Current through Register Vol. 48, No. 38, September 20, 2024
This Section establishes routine measures for the control of
notifiable diseases, conditions and outbreaks by the Department or local health
authorities and health care providers, and establishes progressive initiatives
to ensure that appropriate measures are implemented to control the spread and
occurrence of notifiable diseases, conditions and outbreaks. This Section does
not apply to infectious or non-infectious diseases and conditions for which
reporting requirements are specified elsewhere in the Illinois Administrative
Code, such as sexually transmissible infections, which are regulated under the
Control of Sexually Transmissible Infections Code, the HIV/AIDS Confidentiality
and Testing Code, and the Perinatal HIV Prevention Code.
a) Investigation
1)
The Department of Public Health
shall investigate the causes of contagious, or
dangerously contagious, or infectious diseases,
especially when existing in epidemic form, and take means to restrict and
suppress the same, and whenever such disease becomes, or threatens to become,
epidemic in any locality and the local board of health or local authorities
neglect or refuse to enforce efficient measures for its restriction or
suppression or to act with sufficient promptness or efficiency, or whenever the
local board of health or local authorities neglect or refuse to promptly
enforce efficient measures for the restriction or suppression of dangerously
contagious or infectious diseases, the Department of Public Health may enforce
such measures as it deems necessary to protect the public health, and all
necessary expenses so incurred shall be paid by the locality for which services
are rendered. (Section 2(a) of the Act)
2) The Department shall make
investigations and inquiries with respect to the causes of disease,
health conditions, and death; investigate the effect of environment,
including conditions of employment and other conditions that may affect health;
and to make other investigations that it may deem necessary for the
preservation and improvement of health. (Section 510 of the Public
Health Powers and Duties Law)
3)
Each case or cluster of a notifiable disease or condition shall be investigated
to determine the source, where feasible. Findings of the investigation shall be
reported as specified under the Section of this Part applicable to each
specific disease.
4) The Department
or local health authority may investigate the occurrence of cases, suspect
cases, or carriers of diseases or conditions or unusual disease or condition
occurrences in a public or private place for the purposes of verifying the
existence of a disease or condition; ascertaining the source of the disease or
condition-causing agent; identifying unreported cases; locating and evaluating
contacts of cases and suspect cases; identifying those at risk of disease or
the condition; determining necessary control measures, including isolation and
quarantine; and informing the public if necessary.

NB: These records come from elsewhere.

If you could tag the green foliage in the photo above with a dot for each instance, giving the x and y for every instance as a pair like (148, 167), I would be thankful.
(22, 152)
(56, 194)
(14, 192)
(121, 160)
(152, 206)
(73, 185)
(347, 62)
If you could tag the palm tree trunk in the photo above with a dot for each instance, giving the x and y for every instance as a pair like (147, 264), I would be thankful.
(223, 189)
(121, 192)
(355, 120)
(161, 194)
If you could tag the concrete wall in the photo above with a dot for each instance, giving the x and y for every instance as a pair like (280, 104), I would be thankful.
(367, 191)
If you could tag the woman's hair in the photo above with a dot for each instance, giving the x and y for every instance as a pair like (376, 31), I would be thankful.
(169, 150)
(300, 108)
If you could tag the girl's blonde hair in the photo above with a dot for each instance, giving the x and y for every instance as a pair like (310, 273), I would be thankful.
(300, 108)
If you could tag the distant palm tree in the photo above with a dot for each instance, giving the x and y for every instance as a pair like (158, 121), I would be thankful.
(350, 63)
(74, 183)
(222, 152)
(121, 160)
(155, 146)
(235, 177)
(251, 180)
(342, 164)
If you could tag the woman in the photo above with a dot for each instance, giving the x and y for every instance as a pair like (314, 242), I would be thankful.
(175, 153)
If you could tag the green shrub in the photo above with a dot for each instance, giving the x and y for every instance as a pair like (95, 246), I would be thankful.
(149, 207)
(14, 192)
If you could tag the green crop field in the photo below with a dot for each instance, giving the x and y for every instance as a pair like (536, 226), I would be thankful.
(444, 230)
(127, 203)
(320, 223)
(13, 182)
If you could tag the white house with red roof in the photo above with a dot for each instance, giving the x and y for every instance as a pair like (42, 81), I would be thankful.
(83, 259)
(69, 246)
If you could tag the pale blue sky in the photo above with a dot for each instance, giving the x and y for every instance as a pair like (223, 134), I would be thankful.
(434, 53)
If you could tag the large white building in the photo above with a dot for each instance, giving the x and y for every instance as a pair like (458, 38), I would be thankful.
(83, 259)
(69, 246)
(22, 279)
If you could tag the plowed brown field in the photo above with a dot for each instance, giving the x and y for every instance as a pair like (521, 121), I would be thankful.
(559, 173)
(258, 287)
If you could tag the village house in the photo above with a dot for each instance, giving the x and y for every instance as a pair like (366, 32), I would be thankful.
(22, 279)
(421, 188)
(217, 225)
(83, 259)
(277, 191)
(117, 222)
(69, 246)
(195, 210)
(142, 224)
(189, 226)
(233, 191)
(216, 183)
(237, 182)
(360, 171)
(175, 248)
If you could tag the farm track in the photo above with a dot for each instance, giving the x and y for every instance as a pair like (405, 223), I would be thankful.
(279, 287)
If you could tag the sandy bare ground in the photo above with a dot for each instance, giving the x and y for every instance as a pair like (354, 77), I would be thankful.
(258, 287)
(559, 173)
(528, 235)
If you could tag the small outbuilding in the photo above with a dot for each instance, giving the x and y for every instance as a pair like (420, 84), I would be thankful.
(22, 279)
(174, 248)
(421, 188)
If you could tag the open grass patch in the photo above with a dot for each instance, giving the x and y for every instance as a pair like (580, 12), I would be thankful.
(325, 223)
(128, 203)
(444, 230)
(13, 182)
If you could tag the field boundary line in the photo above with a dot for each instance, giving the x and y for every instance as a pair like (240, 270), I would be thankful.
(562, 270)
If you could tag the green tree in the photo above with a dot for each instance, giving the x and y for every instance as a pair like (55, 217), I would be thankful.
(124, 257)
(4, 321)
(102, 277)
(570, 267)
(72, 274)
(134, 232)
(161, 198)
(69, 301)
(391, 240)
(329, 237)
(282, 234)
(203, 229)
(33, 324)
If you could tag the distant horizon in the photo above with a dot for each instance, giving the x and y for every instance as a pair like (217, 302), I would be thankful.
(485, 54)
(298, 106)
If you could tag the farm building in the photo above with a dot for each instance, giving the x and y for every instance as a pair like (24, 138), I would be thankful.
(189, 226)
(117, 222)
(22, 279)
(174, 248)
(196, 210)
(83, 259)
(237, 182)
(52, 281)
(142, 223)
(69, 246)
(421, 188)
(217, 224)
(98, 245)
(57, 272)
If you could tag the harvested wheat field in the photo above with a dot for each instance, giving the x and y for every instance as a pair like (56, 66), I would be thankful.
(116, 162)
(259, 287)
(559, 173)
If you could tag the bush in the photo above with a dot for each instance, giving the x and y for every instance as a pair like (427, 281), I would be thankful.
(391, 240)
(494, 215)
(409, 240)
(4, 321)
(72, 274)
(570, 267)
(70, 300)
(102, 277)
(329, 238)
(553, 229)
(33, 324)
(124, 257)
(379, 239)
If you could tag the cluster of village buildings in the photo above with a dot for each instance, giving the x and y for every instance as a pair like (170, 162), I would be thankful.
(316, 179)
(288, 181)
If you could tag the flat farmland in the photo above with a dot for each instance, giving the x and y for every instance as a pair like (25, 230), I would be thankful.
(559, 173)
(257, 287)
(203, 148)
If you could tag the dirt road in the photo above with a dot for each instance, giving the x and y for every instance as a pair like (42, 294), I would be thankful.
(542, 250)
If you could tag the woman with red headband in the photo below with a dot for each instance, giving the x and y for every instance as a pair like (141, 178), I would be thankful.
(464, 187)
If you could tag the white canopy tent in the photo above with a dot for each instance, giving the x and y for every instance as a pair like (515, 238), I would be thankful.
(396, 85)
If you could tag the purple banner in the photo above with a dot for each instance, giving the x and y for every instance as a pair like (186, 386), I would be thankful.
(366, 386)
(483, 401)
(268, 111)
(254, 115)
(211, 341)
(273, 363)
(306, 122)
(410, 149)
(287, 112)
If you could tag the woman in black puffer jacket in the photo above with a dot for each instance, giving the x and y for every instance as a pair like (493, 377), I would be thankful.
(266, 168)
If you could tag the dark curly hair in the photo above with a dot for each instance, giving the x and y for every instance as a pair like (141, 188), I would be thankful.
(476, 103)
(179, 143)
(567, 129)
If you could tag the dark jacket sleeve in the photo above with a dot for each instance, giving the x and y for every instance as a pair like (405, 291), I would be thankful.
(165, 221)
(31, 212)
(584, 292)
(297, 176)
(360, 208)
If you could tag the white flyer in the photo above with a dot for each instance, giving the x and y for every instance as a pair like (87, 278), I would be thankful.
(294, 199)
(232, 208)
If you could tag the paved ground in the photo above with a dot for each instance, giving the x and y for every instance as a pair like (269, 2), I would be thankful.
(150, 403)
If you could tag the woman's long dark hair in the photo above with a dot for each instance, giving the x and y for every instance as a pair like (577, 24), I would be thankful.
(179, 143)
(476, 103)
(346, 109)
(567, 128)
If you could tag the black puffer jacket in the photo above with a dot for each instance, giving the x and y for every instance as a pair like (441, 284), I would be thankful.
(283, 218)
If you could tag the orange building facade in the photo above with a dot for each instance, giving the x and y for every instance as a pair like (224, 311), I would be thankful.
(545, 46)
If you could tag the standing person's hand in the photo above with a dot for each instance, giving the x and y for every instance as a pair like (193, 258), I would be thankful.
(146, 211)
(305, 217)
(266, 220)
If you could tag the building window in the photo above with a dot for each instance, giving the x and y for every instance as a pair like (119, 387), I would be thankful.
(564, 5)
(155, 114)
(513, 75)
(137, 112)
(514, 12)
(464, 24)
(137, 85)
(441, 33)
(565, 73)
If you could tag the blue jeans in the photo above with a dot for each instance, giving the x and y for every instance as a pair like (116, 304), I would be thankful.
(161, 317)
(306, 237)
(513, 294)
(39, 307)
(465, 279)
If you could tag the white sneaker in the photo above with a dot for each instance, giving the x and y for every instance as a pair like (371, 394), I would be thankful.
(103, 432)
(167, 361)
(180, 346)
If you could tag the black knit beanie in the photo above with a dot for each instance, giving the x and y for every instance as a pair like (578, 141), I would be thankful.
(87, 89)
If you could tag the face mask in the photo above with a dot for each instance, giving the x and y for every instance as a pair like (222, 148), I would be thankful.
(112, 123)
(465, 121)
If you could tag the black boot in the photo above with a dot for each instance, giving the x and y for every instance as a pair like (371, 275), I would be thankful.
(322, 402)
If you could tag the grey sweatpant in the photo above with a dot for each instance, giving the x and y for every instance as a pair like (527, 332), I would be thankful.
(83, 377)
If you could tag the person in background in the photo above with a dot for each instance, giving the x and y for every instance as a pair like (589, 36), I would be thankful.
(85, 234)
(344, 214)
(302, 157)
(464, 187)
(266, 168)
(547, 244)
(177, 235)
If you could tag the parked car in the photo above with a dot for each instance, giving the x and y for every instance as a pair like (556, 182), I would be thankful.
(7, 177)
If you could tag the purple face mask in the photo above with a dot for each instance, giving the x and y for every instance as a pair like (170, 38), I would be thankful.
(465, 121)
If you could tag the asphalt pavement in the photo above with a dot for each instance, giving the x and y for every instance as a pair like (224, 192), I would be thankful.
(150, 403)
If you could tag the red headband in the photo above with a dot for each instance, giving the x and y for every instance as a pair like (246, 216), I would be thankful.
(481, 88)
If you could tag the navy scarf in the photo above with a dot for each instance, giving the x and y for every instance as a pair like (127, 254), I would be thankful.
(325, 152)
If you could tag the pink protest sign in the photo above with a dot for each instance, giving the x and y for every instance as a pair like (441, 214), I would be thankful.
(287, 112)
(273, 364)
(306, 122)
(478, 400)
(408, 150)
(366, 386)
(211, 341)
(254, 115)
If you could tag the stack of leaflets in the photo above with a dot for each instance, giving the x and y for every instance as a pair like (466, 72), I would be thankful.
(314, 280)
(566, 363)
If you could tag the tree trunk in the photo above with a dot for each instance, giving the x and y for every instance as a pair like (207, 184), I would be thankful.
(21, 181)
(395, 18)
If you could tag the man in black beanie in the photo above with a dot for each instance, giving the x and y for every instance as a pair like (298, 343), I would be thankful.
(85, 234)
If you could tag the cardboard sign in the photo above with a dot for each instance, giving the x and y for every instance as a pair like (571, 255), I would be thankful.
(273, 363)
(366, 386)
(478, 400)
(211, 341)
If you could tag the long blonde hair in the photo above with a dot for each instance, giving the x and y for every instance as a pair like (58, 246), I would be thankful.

5) When the Director determines that a
certain disease or condition warrants investigation, the Director may declare
the disease or condition to be the subject of a medical investigation and
require hospitals, physicians, health care facilities, etc., to submit
information, data and reports, and allow review and examination of medical
records as necessary for the purpose of the investigation. No practitioner or
person shall be liable in any action at law for permitting examination and
review. The data obtained shall be held confidential in accordance with the
Communicable Disease Report Act.
6)
When two or more cases of a suspected or notifiable disease or condition,
including, but not limited to confirmed health care associated infection or
colonization, or single case with public health significance occur in any
business, organization, institution, health care facility, school, child care
center or provider, residential facility, or private home, the business owner,
the person in charge of the establishment or the event, or the homeowner shall
cooperate with public health authorities in the investigation of cases, suspect
cases, outbreaks and suspect outbreaks. This includes, but is not limited to,
release of utilization information about a product used to mitigate spread,
including therapeutics; shopper card records; credit card receipts; food
preparation methods; menus; environmental specimens; food specimens; clinical
specimens, invoices, employee work schedules and work logs, including logs of
employee illness or absences; lists of customers, attendees, residents or
patients; travel/transportation logs; utilization information about a product
used to mitigate spread, including therapeutics, vaccinations or prophylactics;
and the name and other pertinent information about employees, guests, members
or residents diagnosed with a communicable disease or condition, including
infection or colonization as the information relates to the investigation. When
outbreaks of infectious disease occur in any business, organization,
institution, health care facility or private home, employees of the location
under investigation may be considered to be contacts to cases and be required
to submit release specimens by the local health authority.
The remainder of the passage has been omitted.